There are five main types of fish sold as gold nuggets, which implies black fish , white dots and white seams to dorsal and caudal fins. There's a normal, small spot, large spot, and yellow and cream spot 'flavours' but all are similar. I have a nice 'normal' one in a tank with a 5 inch L-33, black base with white spots.
The first source you should try is planetcatfish.com, which has the gold nugget as a catfish of the month, and will tell you max sizes and so on. If you look in the forums you'll also see a lot of people reckon this fish is not the easiest to keep, but there are basic rules you must stick too. Even then small, recently imported Baryancistrus are not the strongest.

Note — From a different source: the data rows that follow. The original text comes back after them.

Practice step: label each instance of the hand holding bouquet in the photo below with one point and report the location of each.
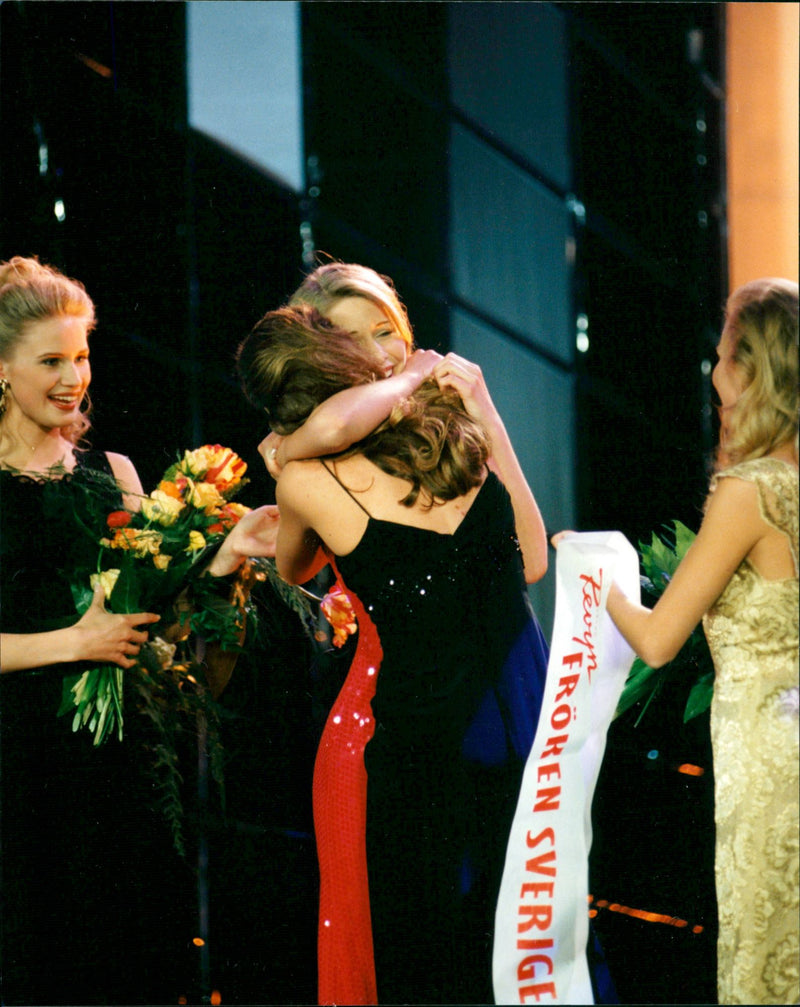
(153, 559)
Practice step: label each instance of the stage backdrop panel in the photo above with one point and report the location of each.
(244, 74)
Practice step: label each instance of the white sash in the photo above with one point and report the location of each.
(541, 924)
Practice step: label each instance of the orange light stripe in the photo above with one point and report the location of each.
(648, 916)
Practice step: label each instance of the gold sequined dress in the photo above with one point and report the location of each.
(753, 635)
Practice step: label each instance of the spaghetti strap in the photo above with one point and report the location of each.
(330, 470)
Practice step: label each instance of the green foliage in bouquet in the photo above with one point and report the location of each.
(659, 560)
(152, 559)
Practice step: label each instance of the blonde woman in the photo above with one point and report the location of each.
(418, 767)
(741, 577)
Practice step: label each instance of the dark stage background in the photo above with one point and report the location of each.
(604, 119)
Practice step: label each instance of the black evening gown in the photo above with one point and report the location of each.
(455, 706)
(96, 904)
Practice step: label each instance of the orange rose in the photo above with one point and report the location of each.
(118, 519)
(338, 609)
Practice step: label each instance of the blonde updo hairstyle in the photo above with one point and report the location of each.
(334, 281)
(763, 318)
(31, 292)
(294, 358)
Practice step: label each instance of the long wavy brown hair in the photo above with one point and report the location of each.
(294, 358)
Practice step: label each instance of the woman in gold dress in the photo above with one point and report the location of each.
(741, 577)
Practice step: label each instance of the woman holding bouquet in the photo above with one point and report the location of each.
(96, 902)
(741, 577)
(441, 701)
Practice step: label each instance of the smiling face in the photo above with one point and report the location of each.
(372, 326)
(726, 376)
(47, 373)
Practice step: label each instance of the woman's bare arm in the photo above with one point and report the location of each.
(350, 415)
(731, 528)
(467, 379)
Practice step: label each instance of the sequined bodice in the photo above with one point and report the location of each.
(41, 542)
(432, 598)
(753, 635)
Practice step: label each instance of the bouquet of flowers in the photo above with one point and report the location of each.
(660, 560)
(150, 560)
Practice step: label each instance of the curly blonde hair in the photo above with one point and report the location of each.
(294, 358)
(31, 292)
(763, 318)
(334, 281)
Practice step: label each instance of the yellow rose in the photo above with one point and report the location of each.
(206, 495)
(195, 542)
(106, 580)
(161, 508)
(145, 542)
(196, 462)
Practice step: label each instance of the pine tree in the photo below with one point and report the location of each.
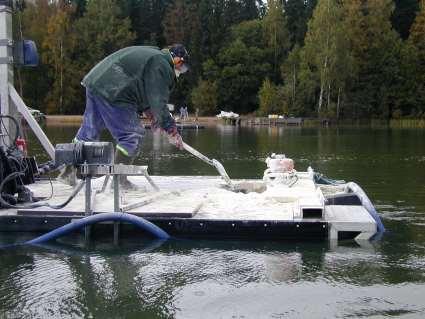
(268, 99)
(35, 82)
(376, 50)
(276, 34)
(59, 44)
(325, 58)
(417, 44)
(204, 97)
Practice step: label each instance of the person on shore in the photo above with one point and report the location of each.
(131, 81)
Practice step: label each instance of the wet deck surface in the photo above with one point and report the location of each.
(197, 199)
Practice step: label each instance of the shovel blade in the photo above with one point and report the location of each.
(222, 171)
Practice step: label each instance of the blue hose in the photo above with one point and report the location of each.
(93, 219)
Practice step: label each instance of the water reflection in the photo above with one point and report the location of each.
(180, 278)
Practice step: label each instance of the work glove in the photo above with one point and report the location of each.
(174, 137)
(154, 123)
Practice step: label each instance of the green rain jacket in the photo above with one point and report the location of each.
(137, 76)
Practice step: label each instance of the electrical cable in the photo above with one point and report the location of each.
(2, 116)
(75, 191)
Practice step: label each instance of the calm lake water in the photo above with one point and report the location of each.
(243, 279)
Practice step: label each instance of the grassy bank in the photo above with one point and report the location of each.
(63, 120)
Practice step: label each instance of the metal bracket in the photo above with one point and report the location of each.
(6, 42)
(6, 60)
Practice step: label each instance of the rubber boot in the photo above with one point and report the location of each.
(125, 184)
(68, 175)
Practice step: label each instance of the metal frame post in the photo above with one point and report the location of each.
(116, 207)
(87, 229)
(6, 70)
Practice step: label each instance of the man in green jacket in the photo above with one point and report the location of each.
(131, 81)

Gold nuggets need good , clean , well oxygenated water. Get some water flow moving in your tank - I have approx 1000 litres an hour in a 200 litre tank where mine live and that seems ok. Note that every time these fish are bred though, and it's not super impossible, people are really pushing the water around - they need that oxygen, especially as they prefer temperatures around 78 - 80. Don't worry about pH within reasonable limits, but get used to water changes, the more the merrier. 10% once a week is the absolute base limit, 10% three times a week and your nuggets will thank you. This is partially because of their feeding habits.
I've seen reports of Baryancistrus chewing plants, but I've never seen this, though honestly I don't really look. I also don't expect nuggets to clean algae - they spend most of their time browsing the substrate in the wild, eating any organics they find, small shrimps. I feed mins shrimp, catfish pellets and the like and they tuck into those pretty hungrily as well as just trundling around chewing the gravel and any surfaces. To give them ample food, you effectively need to overfeed to keep food lying around for them. I feel, that like marine tangs or angels, they need lots of small meals, not one or two big ones though mine punce on bigger meals atastonishing speed. Thus you need to do the water changes described above, to keep the water aadequately clean. Like other peple, I suspect the vast majority of these fish don't grow because they're slowly starving to death. If they're eating algae it probably means there's nothing better for them.
Yes they are bred. And yes, I think they're absolutely beautiful. Stick to some simple rules, and they really are great to keep, and soon start to come and feed and be out during the day.